Damaad is a 1978 Bollywood comedy film directed by Rajat Rakshit. It features Amol Palekar, Ranjeeta, Shreeram Lagoo, Tarla Mehta, Preeti Ganguly, Pinchoo Kapoor, Dina Pathak and Jagdeep. The movie is a remake of famous Bengali movie Mouchak.

Plot
Sharad (Amol Palekar) belongs to a middle-class family and lives with his brother Shreeram Lagoo and sister-in-law Tarla Mehta in Bombay. Sharad gets a job in Malavli in which he is not interested. He, however, does go for the job where he meets bosses Mr. Rodrigues and Mr. Choudhury, who are initially rude to him, but soften immediately and pamper him when they see he is unmarried. Both these men are on the look-out for grooms for their daughters. On the first day, Sharad's boss Pinchoo Kapoor takes him to his house for lunch where he is introduced to Leena Preeti Ganguly, the boss' fat daughter who promptly falls in love with him. Then, he gets introduced to Mr. Rodrigues' three daughters too. But Sharad is in love with Renu (Ranjeeta Kaur), his neighbour. In the factory, his assistant Mr. Khote (Ashok Saraf) wants to help him get out of the trap created by Mr. Chaudhury and Mr. Rodrigues. Khote spreads the rumour that Sharad is not of good character. This, however, creates tensions between Renu and Sharad.

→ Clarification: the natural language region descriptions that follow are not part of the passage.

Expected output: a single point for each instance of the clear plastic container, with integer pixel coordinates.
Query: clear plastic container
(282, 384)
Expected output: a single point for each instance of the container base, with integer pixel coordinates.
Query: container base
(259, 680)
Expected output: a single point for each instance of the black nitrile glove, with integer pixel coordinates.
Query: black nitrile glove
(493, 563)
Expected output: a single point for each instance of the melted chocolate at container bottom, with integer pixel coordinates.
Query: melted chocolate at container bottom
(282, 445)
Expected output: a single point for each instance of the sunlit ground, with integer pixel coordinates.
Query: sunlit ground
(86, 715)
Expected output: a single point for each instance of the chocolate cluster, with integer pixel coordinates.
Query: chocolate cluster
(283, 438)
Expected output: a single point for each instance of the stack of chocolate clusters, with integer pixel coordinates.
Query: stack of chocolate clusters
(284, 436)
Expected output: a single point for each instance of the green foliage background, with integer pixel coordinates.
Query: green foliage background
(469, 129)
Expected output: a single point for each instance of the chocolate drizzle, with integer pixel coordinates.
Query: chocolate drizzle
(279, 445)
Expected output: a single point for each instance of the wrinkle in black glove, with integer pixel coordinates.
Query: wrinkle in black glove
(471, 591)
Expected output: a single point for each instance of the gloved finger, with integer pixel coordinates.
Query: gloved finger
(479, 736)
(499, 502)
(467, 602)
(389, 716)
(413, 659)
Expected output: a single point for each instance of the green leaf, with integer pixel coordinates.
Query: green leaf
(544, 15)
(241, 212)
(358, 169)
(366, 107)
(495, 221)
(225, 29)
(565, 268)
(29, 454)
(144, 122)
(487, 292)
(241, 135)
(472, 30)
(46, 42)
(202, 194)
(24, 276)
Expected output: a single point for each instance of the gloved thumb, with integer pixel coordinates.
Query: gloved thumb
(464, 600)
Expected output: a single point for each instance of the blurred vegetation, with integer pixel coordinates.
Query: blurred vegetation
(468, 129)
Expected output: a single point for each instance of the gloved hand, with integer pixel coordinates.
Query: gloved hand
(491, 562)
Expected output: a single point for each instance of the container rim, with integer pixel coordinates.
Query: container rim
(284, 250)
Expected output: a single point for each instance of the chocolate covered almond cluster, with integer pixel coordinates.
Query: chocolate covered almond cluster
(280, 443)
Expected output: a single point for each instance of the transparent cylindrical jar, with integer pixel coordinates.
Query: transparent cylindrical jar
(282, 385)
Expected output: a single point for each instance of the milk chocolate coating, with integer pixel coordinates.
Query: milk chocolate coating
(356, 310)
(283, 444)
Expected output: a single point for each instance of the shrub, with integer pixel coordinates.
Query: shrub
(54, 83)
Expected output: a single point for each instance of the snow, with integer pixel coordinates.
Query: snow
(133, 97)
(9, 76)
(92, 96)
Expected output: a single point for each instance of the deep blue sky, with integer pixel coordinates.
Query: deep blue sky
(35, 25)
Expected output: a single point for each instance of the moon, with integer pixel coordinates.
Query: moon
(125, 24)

Mr. Chaudhury starts believing that Khote is spreading the rumours in order to win the place of his son-in-law. After a series of funny foibles and fumbles, all tensions are resolved.

Cast
Amol Palekar as Sharad Mazgaonkar
Ranjeeta Kaur as Renu
Shreeram Lagoo as Shreedhar Mazgaonkar
 Tarla Mehta as Mrs. Mazgaonkar, Sharad's bhabhi
 Jagdeep as Baankey the mad man in Malavli
Keshto Mukherjee as Tulsiram
Preeti Ganguli as Leena
Pinchoo Kapoor Mr. Chaudhary
Dina Pathak Mrs. Chaudhary
Datta Bhat Renu's father
Sunder as Dr.Chatterjee
Marutirao Parab as Mr. Rodrigues
C S Dubey as Sundarji Pandit
Ashok Saraf as Mr. Khote
Master Sakka as Sonu
Mushtaq Merchant as Charan
 Harbans Darshan M. Arora as neighbor who throws water on Charan

Soundtrack

Trivia
 Debut of Ashok Saraf in Hindi movies.